Un client qui relit un post que tu as écrit et dit "c'est exactement comme ça que je parle" : c'est ça le vrai succès du ghostwriting.
Au bout de 2 à 3 mois, tu connais la voix du client mieux que lui. Tu anticipes ses réactions, tu proposes des angles sans attendre le brief hebdo, et les allers-retours se réduisent. C'est là que la mission devient rentable vraiment.
Fixer ses tarifs et évoluer
Démarrer à 200 à 300 euros par mois pour un premier client en mode "test", c'est acceptable si tu n'as pas encore de preuves. Mais ne reste pas à ce niveau. Dès que tu as des résultats visibles, augmente.
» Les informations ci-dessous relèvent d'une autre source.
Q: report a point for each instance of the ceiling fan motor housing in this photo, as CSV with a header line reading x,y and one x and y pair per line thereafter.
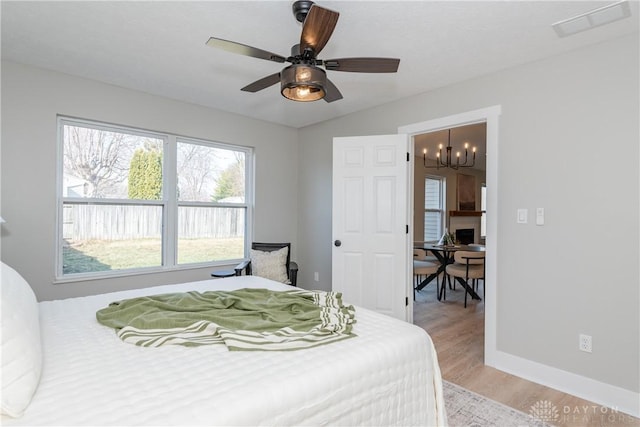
x,y
301,9
303,82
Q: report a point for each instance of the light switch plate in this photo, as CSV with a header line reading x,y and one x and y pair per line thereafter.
x,y
539,216
522,216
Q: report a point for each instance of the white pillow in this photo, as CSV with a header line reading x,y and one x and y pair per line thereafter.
x,y
270,265
21,345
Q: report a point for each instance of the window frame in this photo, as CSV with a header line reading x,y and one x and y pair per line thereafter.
x,y
170,205
442,187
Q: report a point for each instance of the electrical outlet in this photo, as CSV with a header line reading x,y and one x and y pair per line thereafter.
x,y
585,343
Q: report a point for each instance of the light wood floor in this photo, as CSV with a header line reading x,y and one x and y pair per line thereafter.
x,y
458,335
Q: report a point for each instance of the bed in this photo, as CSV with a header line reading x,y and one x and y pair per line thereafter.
x,y
387,375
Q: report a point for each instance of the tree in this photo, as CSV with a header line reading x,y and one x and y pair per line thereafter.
x,y
145,174
96,156
195,171
230,182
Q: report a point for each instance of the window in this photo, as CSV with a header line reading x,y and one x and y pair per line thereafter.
x,y
137,201
434,208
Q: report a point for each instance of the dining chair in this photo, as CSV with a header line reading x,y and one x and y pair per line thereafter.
x,y
423,267
272,261
468,265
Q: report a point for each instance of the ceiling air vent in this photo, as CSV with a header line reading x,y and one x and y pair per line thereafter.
x,y
594,18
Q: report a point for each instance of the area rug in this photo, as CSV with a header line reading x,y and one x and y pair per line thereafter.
x,y
468,409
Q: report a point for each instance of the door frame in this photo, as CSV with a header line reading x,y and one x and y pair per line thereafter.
x,y
490,116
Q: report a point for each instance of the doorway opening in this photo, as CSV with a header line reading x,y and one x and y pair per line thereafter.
x,y
488,216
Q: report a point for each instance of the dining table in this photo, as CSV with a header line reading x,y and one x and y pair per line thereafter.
x,y
444,255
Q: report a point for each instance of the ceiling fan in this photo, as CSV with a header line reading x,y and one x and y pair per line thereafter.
x,y
304,80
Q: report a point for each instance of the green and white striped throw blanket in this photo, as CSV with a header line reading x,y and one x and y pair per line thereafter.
x,y
243,319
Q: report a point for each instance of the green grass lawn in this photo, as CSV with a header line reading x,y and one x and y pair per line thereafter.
x,y
99,255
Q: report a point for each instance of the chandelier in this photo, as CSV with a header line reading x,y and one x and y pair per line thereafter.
x,y
446,161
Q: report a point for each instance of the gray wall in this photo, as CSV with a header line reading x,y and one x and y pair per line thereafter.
x,y
31,99
568,142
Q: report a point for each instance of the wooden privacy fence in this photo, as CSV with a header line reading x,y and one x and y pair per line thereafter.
x,y
126,222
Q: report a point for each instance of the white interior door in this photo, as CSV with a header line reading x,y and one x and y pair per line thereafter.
x,y
370,223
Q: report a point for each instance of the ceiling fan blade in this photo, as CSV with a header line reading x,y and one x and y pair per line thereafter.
x,y
331,92
363,65
243,49
317,28
263,83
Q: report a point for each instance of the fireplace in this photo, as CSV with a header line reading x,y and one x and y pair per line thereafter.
x,y
465,235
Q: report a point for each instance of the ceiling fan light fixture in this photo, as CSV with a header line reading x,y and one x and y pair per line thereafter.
x,y
302,82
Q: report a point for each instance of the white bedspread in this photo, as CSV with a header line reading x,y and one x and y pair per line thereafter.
x,y
388,375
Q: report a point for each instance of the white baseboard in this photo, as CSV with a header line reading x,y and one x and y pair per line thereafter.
x,y
618,399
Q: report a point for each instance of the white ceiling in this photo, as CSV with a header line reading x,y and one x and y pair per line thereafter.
x,y
159,47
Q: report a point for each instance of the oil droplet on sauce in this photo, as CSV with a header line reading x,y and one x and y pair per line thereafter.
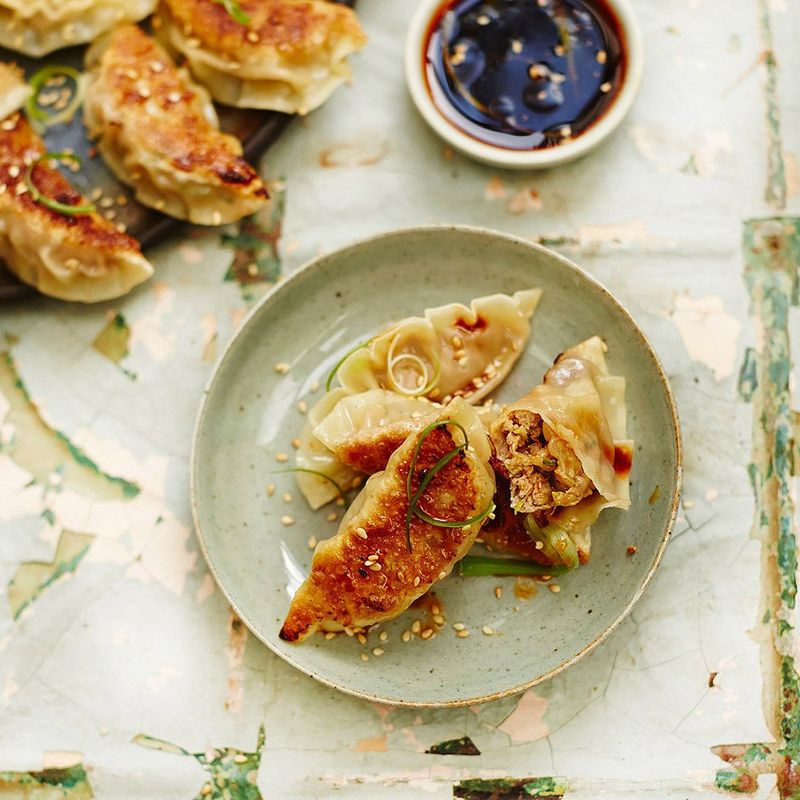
x,y
524,74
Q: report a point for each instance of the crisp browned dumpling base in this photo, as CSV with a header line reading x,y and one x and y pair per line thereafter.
x,y
343,591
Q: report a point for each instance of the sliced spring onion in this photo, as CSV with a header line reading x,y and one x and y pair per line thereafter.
x,y
556,543
427,384
328,478
41,119
235,11
338,364
480,565
48,202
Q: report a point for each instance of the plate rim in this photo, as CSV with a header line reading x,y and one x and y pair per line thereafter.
x,y
303,271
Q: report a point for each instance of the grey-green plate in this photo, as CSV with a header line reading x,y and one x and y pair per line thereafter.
x,y
249,415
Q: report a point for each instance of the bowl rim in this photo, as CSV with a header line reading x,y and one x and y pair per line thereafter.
x,y
598,132
274,295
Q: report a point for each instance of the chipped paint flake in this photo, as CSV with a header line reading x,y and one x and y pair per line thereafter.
x,y
34,577
708,332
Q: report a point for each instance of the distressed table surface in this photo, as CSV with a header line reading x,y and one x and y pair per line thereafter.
x,y
123,673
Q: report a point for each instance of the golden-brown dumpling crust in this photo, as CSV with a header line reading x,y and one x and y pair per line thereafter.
x,y
82,257
342,591
154,128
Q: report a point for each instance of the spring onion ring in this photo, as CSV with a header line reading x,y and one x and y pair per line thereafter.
x,y
48,202
41,119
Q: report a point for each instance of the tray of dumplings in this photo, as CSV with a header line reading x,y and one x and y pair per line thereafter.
x,y
121,119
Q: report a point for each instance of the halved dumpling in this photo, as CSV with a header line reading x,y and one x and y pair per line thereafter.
x,y
81,257
37,27
290,56
375,566
158,132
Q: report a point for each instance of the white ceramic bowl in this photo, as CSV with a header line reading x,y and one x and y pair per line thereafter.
x,y
523,159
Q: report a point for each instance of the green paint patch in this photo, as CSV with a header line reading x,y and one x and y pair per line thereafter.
x,y
256,259
455,747
510,788
44,451
34,577
233,773
112,341
69,783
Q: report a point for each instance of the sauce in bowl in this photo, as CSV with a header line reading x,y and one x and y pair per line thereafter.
x,y
524,74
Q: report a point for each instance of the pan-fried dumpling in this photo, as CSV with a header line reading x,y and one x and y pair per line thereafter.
x,y
158,132
366,573
14,91
37,27
453,351
566,439
83,257
290,56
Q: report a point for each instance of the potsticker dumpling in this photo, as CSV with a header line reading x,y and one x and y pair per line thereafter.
x,y
71,257
158,132
566,439
14,91
452,351
37,27
290,56
366,572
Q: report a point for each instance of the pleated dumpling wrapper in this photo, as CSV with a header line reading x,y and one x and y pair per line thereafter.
x,y
37,27
387,552
68,255
453,350
289,55
158,132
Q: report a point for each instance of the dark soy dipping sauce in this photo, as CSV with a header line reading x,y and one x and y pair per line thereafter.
x,y
524,74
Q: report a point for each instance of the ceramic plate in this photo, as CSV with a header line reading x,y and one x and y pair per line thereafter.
x,y
250,414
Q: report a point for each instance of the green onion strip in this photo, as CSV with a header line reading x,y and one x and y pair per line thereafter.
x,y
429,475
41,119
48,202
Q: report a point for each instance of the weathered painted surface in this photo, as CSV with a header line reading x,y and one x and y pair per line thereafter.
x,y
138,639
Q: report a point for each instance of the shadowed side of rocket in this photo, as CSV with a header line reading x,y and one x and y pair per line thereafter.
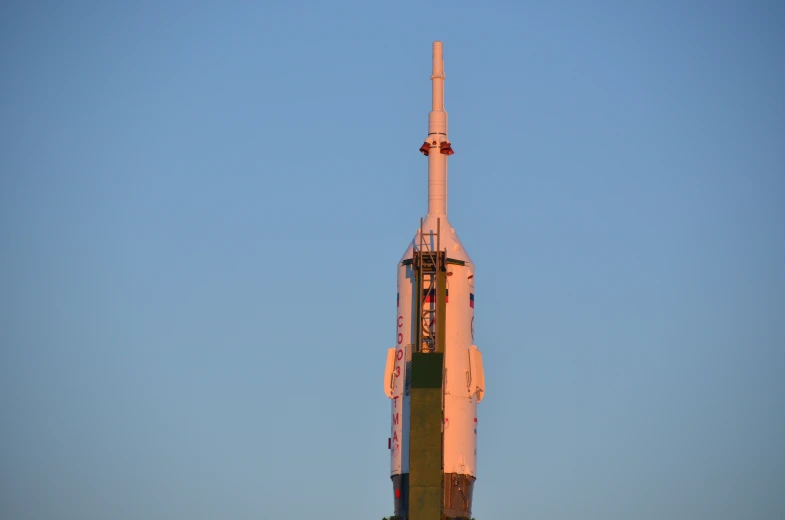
x,y
434,374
Un tarif de 500 à 800 euros par mois pour 12 à 15 posts est raisonnable pour un profil intermédiaire avec quelques clients satisfaits. Au-delà de 1 000 euros par mois par client, tu es dans le haut de gamme : ça suppose des résultats mesurables (croissance d'abonnés, leads entrants, posts viraux).
Pour progresser plus vite, tu peux ajouter un service d'analytics : chaque mois, tu envoies au client un récap des posts qui ont marché, des formats à répéter, des sujets à éviter. Des outils comme Makelead permettent de suivre les performances post par post et de montrer concrètement ce que tu apportes. C'est ce qui justifie une hausse de tarif.
- Débutant (0 à 3 mois) : 200 à 400 euros par mois, 1 à 2 clients, apprentissage en conditions réelles.
- Intermédiaire (3 à 12 mois) : 400 à 800 euros par mois, 3 à 5 clients, offre packagée et répétable.
- Avancé (1 an et plus) : 800 à 2 000 euros par mois, 2 à 4 clients premium, résultats documentés.
Les erreurs qui font fuir les clients
La première : écrire des posts génériques qui ressemblent à ce qu'un chatbot produirait. "En tant que fondateur, voici 5 leçons que j'ai apprises..." suivi de banalités. Aucun client ne rebookte pour ça.
La deuxième : accepter n'importe quelle demande sans cadre. Un client qui veut 3 révisions par post, des modifications la veille de la publication, des thèmes différents chaque semaine : c'est une mission qui va te coûter plus d'heures que tu ne factures. Pose les règles dès le départ, par écrit.
La troisième : ne pas mesurer. Si tu ne sais pas quels posts ont généré des impressions, des abonnés ou des conversations intéressantes, tu ne peux pas améliorer ton travail ni justifier ton tarif. Mets en place un suivi basique dès le premier mois.
La quatrième : travailler pour des clients qui ne s'impliquent pas du tout. Un ghostwriter a besoin de matière : des opinions, des anecdotes, des positions. Un client qui répond "fais comme tu veux" à chaque brief finit par des posts creux que personne ne lit. Filtrer tes clients en amont, c'est protéger la qualité de ton travail.